Reputation: 367
Suppose I have a table of strings, like this:
VAL
-----------------
Content of values
Values identity
Triple combo
my combo
sub-zero combo
I want to find strings which have equal words. The result set should be like
VAL MATCHING_VAL
------------------ ------------------
Content of values Values identity
Triple combo My combo
Triple combo sub-zero combo
or at least something like this. Can you help?
Upvotes: 5
Views: 199
Reputation: 1269513
One method is to use a hack for regular expressions:
select t1.val, t2.val
from t t1 join
t t2
on regexp_like(t1.val, replace(t2.val, ' ', '|');
You might want the case to be identical as well:
on regexp_like(lower(t1.val), replace(lower(t2.val), ' ', '|');
Upvotes: 7
Reputation: 35323
Using some of the [oracle internal similiarity] found in UTL_Match (https://docs.oracle.com/database/121/ARPLS/u_match.htm#ARPLS71219) matching...

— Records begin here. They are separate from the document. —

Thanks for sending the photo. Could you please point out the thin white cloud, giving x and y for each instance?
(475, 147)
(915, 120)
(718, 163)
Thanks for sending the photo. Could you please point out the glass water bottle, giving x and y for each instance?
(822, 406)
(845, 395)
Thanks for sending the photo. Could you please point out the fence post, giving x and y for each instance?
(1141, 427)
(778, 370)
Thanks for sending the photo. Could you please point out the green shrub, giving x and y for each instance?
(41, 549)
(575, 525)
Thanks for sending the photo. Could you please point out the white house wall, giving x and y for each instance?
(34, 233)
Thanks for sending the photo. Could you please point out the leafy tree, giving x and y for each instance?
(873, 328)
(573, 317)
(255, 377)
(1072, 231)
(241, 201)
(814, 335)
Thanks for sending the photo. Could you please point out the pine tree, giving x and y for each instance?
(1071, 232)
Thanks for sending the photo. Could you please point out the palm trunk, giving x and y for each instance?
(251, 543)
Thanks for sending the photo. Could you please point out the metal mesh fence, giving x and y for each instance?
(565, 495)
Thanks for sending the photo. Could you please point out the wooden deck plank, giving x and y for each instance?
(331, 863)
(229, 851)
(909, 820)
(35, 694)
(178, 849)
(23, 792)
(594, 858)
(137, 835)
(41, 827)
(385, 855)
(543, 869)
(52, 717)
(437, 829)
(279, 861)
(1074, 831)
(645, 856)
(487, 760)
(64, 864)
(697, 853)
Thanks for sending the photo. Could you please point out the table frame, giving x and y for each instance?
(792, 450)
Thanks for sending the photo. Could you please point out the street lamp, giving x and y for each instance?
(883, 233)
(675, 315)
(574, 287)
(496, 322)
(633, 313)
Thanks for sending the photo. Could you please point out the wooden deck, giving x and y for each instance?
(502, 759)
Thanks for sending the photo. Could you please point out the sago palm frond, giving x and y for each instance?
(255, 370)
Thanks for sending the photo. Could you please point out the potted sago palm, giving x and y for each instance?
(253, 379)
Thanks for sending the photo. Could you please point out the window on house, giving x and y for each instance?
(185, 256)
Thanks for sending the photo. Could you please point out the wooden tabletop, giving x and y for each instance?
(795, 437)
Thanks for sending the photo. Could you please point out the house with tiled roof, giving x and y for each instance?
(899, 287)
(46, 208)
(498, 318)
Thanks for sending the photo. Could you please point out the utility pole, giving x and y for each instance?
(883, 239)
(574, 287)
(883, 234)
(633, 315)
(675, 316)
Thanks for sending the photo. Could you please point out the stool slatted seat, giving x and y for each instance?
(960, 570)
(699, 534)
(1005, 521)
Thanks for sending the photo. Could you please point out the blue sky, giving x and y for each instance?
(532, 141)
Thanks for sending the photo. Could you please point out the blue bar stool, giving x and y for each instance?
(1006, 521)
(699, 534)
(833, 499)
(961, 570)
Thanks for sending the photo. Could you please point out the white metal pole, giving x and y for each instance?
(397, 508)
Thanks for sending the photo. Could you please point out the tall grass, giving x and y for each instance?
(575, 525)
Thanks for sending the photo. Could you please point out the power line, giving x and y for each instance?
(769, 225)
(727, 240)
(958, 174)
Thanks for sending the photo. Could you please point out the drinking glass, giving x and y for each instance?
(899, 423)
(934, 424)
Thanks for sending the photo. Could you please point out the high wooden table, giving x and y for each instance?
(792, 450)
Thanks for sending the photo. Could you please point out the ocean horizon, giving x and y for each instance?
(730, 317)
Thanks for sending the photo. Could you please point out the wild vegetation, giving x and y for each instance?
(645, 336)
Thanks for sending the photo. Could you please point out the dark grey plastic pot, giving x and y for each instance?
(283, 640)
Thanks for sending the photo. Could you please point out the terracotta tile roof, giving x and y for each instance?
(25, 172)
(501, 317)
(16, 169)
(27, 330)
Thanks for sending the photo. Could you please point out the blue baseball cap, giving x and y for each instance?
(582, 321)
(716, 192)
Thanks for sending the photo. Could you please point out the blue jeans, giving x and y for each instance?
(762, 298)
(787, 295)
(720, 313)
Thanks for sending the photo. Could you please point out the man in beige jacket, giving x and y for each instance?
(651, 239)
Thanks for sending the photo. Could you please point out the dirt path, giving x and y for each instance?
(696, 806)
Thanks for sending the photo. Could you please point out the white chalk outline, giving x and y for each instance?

This logic is more for matching names or descriptions that are 'Similar' and where phonetic spellings or typo's may cause the records not to match.
By adjusting the .5 below you can see how the %'s get you closer and closer to perfect matches.
with cte as (
select 'Content of values' val from dual union all
select 'Values identity' val from dual union all
select 'triple combo' from dual union all
select 'my combo'from dual union all
select 'sub-zero combo'from dual)
select a.*, b.*, utl_match.edit_distance_similarity(a.val, b.val) c, UTL_MATCH.JARO_WINKLER(a.val,b.val) JW
from cte a
cross join cte b
where UTL_MATCH.JARO_WINKLER(a.val,b.val) > .5
order by utl_match.edit_distance_similarity(a.val, b.val) desc
and screenshot of query/output.
Or we could use an inner join and > if we only want one way compairisons...
select a.*, b.*, utl_match.edit_distance_similarity(a.val, b.val) c, UTL_MATCH.JARO_WINKLER(a.val,b.val) JW
from cte a
inner join cte b
on A.Val > B.Val
where utl_match.jaro_winkler(a.val,b.val) > .5
order by utl_match.edit_distance_similarity(a.val, b.val) desc
this returns the 3 desired records.
But this does not explicitly check each any word matches.
which was your base requirement. I just wanted you to be aware of alternatives.
Upvotes: 1
Reputation: 420
You could use a combination of SUBSTRING and LIKE.
use charIndex(" ") to split the words up in the substring if thats what you want to do.
Upvotes: 1